From the Red Lake Trailhead, follow the trail for 5 miles to Red Lake. Some parties report getting off-trail, but if you are careful and observant, this should not be a problem. The trailhead begins near a spring, about a hundred yards north of the parking lot. There is no parking adjacent to the start of the trail, but many cars have apparently driven up there (only to turn around) trying to do so.
The Red Lake Trail has many loose sections in the lower part, and you may wish it had been built with more switchbacks. Higher up, it goes through a few unexpectedly lush wet areas, complete with a jungle trek experience even in late summer, thanks to some springs that supply the water. This is the easiest place to get lost, so watch for cairns marking the route in several key locations. Particularly on the way down you may find yourself thrashing through the undergrowth. If it is difficult at all, you are off the trail. This is the only source of water between the trailhead and just before Red Lake, so fill up if you are low.
A short way before Red Lake, the trail arrives at a smaller lake. From here the trail is harder to follow. It follows the north shore of the small lake and stays on the right side of the creek on the way up to Red Lake. The trail officially ends somewhere before Red Lake, but several use trails exist to reach the lake. Even without a trail, travel is easy in this area and it is impossible to miss Red Lake.
Once at Red Lake, look for an established site if you are camping overnight. If you have lots of daylight and plenty of energy, or if you are on a dayhike, continue past Red Lake following the lake inlet to the boulder filled canyon above and to the right.
Above Red Lake, the route is generally either strewn with large boulders, or steep and loose with lots of sand and rock ready to rain down on anyone below you. You are best to choose those areas that have vegetation or more solid rock, though this is only found in the section immediately above Red Lake.
Depending on the snowfall for any given year, and what time of year you climb, you will find varying degrees of snow in the upper canyon. In either case, it is easier to climb to the right of the headwall where the route is less steep and shorter. If you enjoy climbing snowy couloirs, you can find these to your left. Some are more than class 3, so be careful!
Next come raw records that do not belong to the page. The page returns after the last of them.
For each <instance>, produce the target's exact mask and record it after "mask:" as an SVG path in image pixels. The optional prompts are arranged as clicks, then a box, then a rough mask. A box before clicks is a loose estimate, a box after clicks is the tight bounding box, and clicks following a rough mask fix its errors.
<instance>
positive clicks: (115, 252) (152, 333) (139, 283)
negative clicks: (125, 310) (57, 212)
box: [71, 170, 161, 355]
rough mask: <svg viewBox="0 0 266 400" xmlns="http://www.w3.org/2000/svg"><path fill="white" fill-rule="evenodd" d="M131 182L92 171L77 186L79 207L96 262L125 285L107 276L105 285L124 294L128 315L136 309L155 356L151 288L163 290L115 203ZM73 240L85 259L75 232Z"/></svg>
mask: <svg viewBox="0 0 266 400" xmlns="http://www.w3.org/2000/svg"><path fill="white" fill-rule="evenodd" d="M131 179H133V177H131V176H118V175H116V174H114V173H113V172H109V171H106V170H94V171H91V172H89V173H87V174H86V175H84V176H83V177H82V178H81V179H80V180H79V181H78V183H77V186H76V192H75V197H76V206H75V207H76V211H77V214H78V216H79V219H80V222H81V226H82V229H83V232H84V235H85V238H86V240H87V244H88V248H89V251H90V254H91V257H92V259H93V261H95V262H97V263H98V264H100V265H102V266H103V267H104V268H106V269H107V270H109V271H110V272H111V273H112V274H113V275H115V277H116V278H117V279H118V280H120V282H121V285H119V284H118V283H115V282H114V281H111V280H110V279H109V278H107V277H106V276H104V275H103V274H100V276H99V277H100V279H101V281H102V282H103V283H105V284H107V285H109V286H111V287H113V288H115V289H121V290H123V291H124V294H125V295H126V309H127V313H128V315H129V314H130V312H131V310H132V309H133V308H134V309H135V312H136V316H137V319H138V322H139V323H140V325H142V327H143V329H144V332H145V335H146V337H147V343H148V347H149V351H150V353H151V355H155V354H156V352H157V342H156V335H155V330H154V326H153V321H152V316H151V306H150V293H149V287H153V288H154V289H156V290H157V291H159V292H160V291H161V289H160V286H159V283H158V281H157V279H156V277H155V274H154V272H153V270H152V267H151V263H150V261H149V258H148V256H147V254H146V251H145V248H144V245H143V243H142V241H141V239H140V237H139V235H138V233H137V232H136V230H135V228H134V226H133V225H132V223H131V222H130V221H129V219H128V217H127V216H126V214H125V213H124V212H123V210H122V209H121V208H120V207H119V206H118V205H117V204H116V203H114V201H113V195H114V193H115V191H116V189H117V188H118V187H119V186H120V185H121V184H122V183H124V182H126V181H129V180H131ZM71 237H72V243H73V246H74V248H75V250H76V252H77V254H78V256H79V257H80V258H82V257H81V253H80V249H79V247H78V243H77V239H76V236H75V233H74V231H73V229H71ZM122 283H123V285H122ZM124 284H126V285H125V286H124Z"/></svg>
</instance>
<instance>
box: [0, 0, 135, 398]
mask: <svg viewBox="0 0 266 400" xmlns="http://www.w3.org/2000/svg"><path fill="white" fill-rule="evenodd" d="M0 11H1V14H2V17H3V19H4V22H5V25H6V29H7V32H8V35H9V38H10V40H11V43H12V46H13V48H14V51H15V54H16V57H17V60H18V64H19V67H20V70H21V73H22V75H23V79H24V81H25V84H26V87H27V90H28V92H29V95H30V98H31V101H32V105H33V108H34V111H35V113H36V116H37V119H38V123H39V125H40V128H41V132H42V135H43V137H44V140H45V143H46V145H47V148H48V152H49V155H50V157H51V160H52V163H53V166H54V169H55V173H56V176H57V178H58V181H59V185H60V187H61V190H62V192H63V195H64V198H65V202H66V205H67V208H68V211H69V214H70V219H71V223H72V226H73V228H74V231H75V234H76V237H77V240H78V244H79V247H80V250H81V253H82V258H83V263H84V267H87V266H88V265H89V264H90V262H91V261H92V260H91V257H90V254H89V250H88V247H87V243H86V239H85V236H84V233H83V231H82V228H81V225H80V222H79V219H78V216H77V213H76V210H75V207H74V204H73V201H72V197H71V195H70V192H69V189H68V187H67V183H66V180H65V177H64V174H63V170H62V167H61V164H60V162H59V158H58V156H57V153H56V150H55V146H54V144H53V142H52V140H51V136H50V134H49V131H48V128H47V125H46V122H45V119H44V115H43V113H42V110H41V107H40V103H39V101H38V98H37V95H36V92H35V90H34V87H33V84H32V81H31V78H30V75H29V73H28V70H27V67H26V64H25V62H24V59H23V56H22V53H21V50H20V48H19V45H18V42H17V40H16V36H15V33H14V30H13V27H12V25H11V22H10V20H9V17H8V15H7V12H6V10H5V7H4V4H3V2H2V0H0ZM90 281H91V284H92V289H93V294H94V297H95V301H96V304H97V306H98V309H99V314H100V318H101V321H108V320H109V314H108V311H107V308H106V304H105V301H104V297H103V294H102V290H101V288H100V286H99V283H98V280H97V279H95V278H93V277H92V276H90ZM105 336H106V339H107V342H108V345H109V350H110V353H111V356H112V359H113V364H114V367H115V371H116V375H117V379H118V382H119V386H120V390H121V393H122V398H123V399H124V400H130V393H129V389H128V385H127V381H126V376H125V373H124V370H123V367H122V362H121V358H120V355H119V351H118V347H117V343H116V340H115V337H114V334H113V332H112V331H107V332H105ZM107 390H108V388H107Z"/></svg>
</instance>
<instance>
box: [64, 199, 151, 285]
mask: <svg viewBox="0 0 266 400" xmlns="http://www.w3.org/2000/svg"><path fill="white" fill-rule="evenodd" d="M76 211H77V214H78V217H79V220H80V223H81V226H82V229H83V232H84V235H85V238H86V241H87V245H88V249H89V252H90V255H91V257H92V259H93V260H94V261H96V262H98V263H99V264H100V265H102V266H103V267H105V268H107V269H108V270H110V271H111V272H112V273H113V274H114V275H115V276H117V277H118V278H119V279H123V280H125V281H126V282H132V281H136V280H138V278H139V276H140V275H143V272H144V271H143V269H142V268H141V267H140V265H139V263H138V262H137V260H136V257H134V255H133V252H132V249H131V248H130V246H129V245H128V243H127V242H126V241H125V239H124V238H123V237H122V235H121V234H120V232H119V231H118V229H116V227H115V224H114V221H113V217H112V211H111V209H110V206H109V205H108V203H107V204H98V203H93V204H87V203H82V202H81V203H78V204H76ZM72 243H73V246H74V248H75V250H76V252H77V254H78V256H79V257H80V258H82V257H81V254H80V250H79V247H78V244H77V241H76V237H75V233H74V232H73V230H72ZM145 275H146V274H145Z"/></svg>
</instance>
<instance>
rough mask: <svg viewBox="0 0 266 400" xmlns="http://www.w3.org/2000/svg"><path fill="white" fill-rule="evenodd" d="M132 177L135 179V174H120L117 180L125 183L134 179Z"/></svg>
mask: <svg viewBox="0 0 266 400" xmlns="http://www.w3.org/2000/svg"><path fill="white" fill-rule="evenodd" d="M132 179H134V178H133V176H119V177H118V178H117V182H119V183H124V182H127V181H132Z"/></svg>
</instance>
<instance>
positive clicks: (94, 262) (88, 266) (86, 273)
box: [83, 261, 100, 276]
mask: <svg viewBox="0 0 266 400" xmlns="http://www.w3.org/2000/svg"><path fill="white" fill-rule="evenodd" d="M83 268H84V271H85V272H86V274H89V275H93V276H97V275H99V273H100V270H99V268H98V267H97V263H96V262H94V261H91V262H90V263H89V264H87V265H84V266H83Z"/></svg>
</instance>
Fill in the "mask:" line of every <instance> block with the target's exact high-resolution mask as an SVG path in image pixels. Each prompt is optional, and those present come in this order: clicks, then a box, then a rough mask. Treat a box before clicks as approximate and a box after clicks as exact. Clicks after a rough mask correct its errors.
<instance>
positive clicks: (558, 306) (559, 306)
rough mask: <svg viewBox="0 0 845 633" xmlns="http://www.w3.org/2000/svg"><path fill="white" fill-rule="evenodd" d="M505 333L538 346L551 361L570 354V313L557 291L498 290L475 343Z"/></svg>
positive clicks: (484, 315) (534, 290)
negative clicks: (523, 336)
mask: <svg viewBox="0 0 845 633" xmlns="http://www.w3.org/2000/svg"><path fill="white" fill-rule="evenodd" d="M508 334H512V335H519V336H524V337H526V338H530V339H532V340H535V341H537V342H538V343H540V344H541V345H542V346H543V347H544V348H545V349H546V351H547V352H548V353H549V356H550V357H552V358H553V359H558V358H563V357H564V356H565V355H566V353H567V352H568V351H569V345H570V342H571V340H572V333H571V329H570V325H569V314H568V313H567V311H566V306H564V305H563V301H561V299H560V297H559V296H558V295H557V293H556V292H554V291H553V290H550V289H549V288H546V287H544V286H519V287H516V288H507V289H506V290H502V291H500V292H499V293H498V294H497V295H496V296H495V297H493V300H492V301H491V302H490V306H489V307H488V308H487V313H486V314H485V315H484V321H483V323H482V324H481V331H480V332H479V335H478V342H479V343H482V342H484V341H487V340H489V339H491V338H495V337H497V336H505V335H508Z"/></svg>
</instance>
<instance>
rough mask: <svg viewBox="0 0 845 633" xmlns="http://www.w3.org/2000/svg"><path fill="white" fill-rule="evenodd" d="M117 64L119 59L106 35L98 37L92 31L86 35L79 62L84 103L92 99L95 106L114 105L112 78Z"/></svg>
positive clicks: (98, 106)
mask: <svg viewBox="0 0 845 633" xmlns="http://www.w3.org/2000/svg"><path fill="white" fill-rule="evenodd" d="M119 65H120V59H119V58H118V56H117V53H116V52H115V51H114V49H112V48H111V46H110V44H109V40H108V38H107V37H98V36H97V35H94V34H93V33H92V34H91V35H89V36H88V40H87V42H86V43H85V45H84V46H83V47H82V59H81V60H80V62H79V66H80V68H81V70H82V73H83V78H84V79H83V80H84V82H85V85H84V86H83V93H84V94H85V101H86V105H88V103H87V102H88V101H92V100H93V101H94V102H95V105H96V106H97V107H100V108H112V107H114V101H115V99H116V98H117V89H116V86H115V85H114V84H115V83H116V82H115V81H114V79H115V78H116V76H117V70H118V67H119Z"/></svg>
Secor rates the route up to the North Slope from the east as class 3, but in a dry year in August, we found it no more than steep and loose class 2. Once you reach the top of this ridge, you might be surprised to find you are not on the Sierra Crest, but on a NE ridge leading up to it. Follow this ridge to the crest, then climb the seemingly endless boulders on Split Mtn's North Slope to the summit. Many of these boulders are loose, so caution is advise, particularly since you're likely to be tired at this point.
No special gear is needed, excepting ice axe and crampons which may be needed early in the season.